Last year, BERT was released by researchers at Google, which proved to be one of the efficient and most effective algorithm changes since RankBrain. Looking at the initial results, BigBird is showing similar signs!

In this article, I’ve covered:

  • A brief overview of Transformers-based Models,
  • Limitations of Transformers-based Models,
  • What is BigBird, and
  • Potential applications of BigBird.

Let’s begin!

A Brief Overview of Transformers-Based Models

Natural Language Processing (NLP) has improved quite drastically over the past few years and Transformers-based Models have a significant role to play in this. Still, there is a lot to uncover.

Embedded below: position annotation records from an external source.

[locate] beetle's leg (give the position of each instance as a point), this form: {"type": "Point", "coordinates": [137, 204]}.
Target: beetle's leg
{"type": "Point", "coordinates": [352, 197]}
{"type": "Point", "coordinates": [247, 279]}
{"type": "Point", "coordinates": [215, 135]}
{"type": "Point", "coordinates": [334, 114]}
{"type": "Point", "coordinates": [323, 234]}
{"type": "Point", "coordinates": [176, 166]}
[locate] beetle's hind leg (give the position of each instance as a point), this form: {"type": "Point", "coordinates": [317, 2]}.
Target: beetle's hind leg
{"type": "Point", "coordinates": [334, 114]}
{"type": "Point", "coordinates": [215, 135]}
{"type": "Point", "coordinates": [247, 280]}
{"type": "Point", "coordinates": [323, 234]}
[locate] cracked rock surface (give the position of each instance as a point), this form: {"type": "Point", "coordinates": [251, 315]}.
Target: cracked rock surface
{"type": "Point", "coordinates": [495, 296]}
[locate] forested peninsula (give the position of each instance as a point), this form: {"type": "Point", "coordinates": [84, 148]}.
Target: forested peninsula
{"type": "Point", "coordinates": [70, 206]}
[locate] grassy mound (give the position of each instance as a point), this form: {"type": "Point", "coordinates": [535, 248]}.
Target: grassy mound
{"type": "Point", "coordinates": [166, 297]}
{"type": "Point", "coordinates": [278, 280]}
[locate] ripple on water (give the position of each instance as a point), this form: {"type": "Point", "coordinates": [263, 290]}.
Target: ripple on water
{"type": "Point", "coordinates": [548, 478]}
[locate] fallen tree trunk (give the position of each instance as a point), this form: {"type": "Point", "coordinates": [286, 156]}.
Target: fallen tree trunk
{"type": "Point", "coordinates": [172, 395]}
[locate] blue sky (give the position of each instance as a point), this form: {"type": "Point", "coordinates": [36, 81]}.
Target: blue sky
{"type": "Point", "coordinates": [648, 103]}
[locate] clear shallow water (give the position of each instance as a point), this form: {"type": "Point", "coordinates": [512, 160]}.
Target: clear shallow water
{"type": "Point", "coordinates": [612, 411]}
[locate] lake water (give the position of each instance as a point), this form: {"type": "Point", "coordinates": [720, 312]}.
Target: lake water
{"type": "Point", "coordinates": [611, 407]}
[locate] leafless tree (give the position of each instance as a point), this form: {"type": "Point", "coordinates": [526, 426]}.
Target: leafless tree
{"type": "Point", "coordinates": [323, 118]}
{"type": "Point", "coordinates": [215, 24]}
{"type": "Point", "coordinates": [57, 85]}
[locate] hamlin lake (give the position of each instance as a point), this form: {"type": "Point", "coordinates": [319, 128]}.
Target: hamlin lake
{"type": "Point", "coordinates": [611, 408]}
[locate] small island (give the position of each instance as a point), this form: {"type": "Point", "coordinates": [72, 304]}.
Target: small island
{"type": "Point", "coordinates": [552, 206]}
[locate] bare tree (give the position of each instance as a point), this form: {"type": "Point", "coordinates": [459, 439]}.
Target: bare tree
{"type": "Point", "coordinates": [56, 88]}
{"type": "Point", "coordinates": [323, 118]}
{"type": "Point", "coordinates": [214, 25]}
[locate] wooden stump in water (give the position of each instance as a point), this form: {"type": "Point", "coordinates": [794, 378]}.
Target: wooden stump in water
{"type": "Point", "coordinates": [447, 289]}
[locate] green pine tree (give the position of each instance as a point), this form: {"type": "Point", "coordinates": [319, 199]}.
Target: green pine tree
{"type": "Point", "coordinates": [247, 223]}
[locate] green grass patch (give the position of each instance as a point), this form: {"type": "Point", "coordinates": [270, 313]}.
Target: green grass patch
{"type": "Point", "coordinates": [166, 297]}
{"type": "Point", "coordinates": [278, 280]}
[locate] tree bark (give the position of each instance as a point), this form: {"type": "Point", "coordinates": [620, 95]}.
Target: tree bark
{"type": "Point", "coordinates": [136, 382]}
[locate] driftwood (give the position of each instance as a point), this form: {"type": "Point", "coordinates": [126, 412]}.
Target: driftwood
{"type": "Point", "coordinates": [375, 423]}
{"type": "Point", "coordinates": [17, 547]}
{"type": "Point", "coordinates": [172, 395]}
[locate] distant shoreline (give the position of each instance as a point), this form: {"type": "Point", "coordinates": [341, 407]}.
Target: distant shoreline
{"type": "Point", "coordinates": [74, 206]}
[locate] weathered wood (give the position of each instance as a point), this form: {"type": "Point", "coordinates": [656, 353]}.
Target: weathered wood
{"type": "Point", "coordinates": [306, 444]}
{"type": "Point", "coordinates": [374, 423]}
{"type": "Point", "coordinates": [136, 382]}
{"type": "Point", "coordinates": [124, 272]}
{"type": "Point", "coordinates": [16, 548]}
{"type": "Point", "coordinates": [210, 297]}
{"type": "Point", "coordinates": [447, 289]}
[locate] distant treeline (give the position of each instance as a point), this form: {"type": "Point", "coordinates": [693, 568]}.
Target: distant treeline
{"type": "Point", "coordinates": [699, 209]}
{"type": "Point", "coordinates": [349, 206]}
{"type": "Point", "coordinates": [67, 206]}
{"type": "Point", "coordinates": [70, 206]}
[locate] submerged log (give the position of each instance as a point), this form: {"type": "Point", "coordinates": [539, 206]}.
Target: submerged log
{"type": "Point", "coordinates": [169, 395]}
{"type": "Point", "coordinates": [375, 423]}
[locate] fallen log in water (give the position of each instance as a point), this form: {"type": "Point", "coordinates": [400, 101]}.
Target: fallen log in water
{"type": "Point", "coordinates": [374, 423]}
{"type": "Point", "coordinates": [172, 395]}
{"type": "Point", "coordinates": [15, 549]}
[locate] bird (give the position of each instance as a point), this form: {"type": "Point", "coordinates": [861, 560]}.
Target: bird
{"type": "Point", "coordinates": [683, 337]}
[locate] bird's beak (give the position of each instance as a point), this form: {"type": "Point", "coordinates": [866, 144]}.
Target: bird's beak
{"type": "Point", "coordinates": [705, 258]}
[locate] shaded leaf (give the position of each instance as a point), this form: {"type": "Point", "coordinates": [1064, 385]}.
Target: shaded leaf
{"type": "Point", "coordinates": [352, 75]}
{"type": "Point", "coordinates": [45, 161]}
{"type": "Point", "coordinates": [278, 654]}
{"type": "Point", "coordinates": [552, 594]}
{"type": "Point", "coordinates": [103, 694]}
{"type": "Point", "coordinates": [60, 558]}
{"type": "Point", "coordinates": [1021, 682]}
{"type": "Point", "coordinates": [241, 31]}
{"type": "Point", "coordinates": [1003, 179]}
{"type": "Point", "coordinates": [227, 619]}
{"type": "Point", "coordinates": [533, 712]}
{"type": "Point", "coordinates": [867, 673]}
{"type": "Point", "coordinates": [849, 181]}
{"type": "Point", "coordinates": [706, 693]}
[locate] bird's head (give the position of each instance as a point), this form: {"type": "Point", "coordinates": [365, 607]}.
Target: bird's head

Transformers — a Natural Language Processing Model launched in 2017, are primarily known for increasing the efficiency of handling & comprehending sequential data for tasks like text translation & summarization.

Unlike Recurrent Neural Networks (RNNs) that process the beginning of input before its ending, Transformers can parallelly process input and thus, significantly reduce the complexity of computation.

BERT, one of the biggest milestone achievements in NLP, is an open-sourced Transformers-based Model. A paper introducing BERT, like BigBird, was published by Google Researchers on 11th October 2018.

Bidirectional Encoder Representations from Transformers (BERT) is one of the advanced Transformers-based models. It is pre-trained on a huge amount of data (pre-training data sets) with BERT-Large trained on over 2500 million words.

Having said that, BERT, being open-sourced, allowed anyone to create their own question answering system. This too contributed to its wide popularity.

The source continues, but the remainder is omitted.